Le parrainage civique consiste à jumeler un ou une bénévole avec une personne qui éprouve des difficultés d’intégration et de participation sociales à cause d’une incapacité.

Photo : iStock

Radio-Canada

En Abitibi-Témiscamingue, le recrutement des parrains et marraines est difficile.

L'organisme Parrainage civique de l'Abitibi-Témiscamingue compte 10 parrains et marraines, mais 40 demandes de parrainages sont en attente.

Le parrainage civique consiste à jumeler un bénévole avec une personne handicapée ou marginalisée en raison de ses incapacités.

Le bénévole a pour mission de favoriser l'intégration sociale de la personne parrainée, de l'accompagner dans le développement des liens d'amitié et de favoriser son intégration sociale, explique Claudia Espitia Tapias.

La directrice générale de Parrainage civique dans la région mentionne que plusieurs facteurs contribuent à rendre difficile de trouver des bénévoles.

Il y a des personnes qui peuvent être intéressées, mais qui ont un travail avec des horaires variables.

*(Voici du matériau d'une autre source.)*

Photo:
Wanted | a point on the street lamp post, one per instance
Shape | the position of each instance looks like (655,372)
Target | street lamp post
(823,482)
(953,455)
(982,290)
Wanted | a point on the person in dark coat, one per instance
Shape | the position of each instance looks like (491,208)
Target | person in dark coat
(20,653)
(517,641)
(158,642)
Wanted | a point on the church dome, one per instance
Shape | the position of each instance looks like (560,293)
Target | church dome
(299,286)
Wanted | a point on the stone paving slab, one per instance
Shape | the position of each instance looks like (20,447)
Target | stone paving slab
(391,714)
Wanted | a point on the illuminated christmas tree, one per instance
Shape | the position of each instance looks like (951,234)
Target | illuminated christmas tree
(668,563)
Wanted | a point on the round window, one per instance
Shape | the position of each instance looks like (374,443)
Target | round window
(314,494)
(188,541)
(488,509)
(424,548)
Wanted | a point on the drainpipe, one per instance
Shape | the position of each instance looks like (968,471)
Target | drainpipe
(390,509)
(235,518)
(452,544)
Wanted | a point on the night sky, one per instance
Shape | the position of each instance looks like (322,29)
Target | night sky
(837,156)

Mais les personnes qu'on a réussi à trouver travaillent, ont de la famille, ont beaucoup d'occupations, mais qui vont s'impliquer par exemple la fin de semaine. L'autre problématique, c'est à cause de la pandémie. Ça a fait réduire la disponibilité des personnes. Il y a comme une résistance pour les activités de groupe. Et on essaie aussi de travailler sur la visibilité de l'organisme, et de changer aussi la vision sur le bénévolat. Pour dire que c'est un espace pour intégrer les personnes dans notre organisme et aussi un espace pour intégrer la personne handicapée. Ce n'est pas prendre en charge une personne, mais un moment de partage et de plaisir, dit-elle.

Le Regroupement québécois du parrainage civique (RQPC), célèbre d'ailleurs la Journée québécoise du parrainage civique ce dimanche sur le thème Journée P - partage, parrainage.

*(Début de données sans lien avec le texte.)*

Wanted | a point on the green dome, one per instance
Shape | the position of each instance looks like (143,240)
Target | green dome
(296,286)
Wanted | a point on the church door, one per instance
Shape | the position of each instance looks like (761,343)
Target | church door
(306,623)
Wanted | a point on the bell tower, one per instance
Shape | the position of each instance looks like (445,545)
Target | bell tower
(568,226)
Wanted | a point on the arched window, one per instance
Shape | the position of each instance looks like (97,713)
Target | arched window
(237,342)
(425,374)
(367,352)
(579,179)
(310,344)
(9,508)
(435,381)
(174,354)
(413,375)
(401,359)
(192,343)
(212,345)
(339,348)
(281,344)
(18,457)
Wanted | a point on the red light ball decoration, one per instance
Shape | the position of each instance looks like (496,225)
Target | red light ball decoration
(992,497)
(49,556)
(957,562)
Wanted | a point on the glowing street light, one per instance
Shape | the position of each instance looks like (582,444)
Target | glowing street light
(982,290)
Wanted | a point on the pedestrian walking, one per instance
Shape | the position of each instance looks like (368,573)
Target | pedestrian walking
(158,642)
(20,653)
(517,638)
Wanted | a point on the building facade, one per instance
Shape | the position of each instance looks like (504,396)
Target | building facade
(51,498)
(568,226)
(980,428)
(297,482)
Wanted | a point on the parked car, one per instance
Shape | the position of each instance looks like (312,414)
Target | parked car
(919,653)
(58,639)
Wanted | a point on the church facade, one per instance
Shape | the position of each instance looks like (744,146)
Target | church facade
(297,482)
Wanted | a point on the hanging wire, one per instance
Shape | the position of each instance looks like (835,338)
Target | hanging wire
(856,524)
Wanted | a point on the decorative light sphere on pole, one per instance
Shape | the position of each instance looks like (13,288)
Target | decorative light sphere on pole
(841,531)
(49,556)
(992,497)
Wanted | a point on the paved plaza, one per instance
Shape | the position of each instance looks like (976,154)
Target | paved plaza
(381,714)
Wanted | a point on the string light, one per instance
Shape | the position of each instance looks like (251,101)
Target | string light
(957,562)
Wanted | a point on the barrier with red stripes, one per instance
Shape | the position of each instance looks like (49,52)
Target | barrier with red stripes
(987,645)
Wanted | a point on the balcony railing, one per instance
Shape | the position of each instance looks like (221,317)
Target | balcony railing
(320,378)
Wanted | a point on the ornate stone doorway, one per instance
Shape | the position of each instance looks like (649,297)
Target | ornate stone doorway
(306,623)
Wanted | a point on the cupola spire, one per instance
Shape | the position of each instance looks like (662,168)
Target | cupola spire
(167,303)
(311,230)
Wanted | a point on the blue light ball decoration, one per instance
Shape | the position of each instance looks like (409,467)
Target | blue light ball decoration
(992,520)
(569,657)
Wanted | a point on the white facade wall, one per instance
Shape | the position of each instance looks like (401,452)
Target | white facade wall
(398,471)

C'est donc l'occasion de lancer un appel à la population de la région pour s'impliquer dans ce mouvement.

Les points qu'on a ciblés cette année, c'est vraiment de nous rendre un peu plus visibles dans la communauté et de faire le repérage d'une manière différente pour réussir à recruter un peu plus de bénévoles. Il n'existe pas un horaire comme dans un bureau, c'est vraiment de dédier seulement 3 h par mois à partager avec son filleul. Le parrain, la marraine et le filleul vont décider et des activités qu'ils aimeraient faire ensemble, explique Claudia Espitia Tapias.

Vos commentaires

Veuillez noter que Radio-Canada ne cautionne pas les opinions exprimées. Vos commentaires seront modérés, et publiés s’ils respectent la nétiquette. Bonne discussion !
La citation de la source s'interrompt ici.